Payment bonds are bonds that guarantee that the contractor will pay all laborers, material suppliers, and sub-contractors per contractual obligations.
A performance bond is issued to guarantee satisfactory completion of a project by a contractor. It protects the owner in case the contractor fails to fulfill the contractual obligations. If the obligations are not met, the surety company will step in and pay the claim and then seek reimbursement from the contractor. Performance bonds are used to protect the owner, contractor and the people associated with the project (i.e. the public). Government or corporate entities often require performance bonds and payment bonds for any task where taxpayers’ investments need to be protected. In government projects, one submits an application for such projects as bridges and roads.
Performance bonds are generally issued for 10% to 20% of the contracted amount but may be fixed by local laws. Performance bonds are usually issued in an amount equal to 50% of the value of the construction contract.
The premium stays the same, regardless if you need a performance bond, payment bond, or both. But, the cost can vary widely, depending on which surety bond producer you choose to work with, there are general guidelines which suggest that the rate is 3% for all bonds that are $250,000 and less. But it is important to factor in, that for companies with a bad credit history, the bond rates may be higher because there is more work and risk involved in issuing the bond.
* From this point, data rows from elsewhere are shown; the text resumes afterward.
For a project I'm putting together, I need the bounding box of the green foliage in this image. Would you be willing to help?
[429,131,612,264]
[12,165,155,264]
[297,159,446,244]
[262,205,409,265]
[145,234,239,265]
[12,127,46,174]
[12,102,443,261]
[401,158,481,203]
Performance and payment bonds are not the same as an insurance policy. The main difference being, that an insurance policy, defends and covers the insured. A surety bond protects the general public or those involved with the project. A claim on a bond ensures that the surety company evaluates the claim to make sure that it is valid.
Before approving a payment or performance bond, the surety company checks the applicant’s character, history of contract performances, necessary equipment, financial strength, history of paying subcontractors and suppliers on time, bank relationships and an established line of credit.
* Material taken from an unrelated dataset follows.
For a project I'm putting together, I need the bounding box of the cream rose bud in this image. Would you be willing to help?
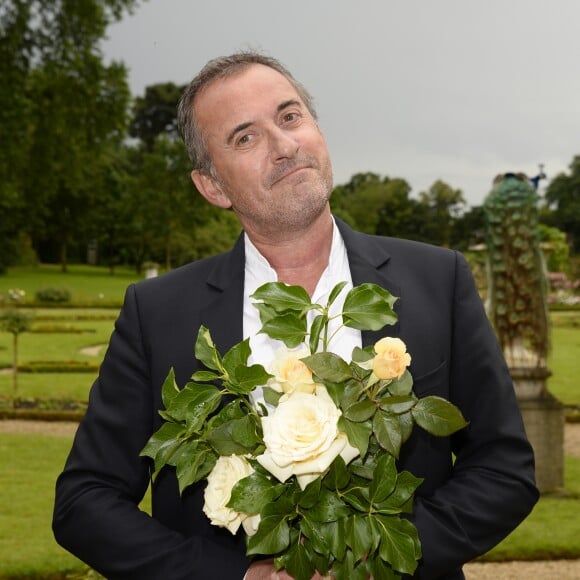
[267,347,316,396]
[257,386,359,489]
[372,337,411,380]
[203,455,258,535]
Performance and payment bonds are both needed in the contracting industry when working on certain projects. A performance bond guarantees that the contractor will adhere to contractual obligations in the surety bond, whereas a payment bond helps to guarantee that a contractor will pay all those associated with the project (subcontractors, plumbers, electricians, etc.) The premium stays the same, regardless if one needs a performance, payment bond or both. Performance and payment bonds are not the same as an insurance policy.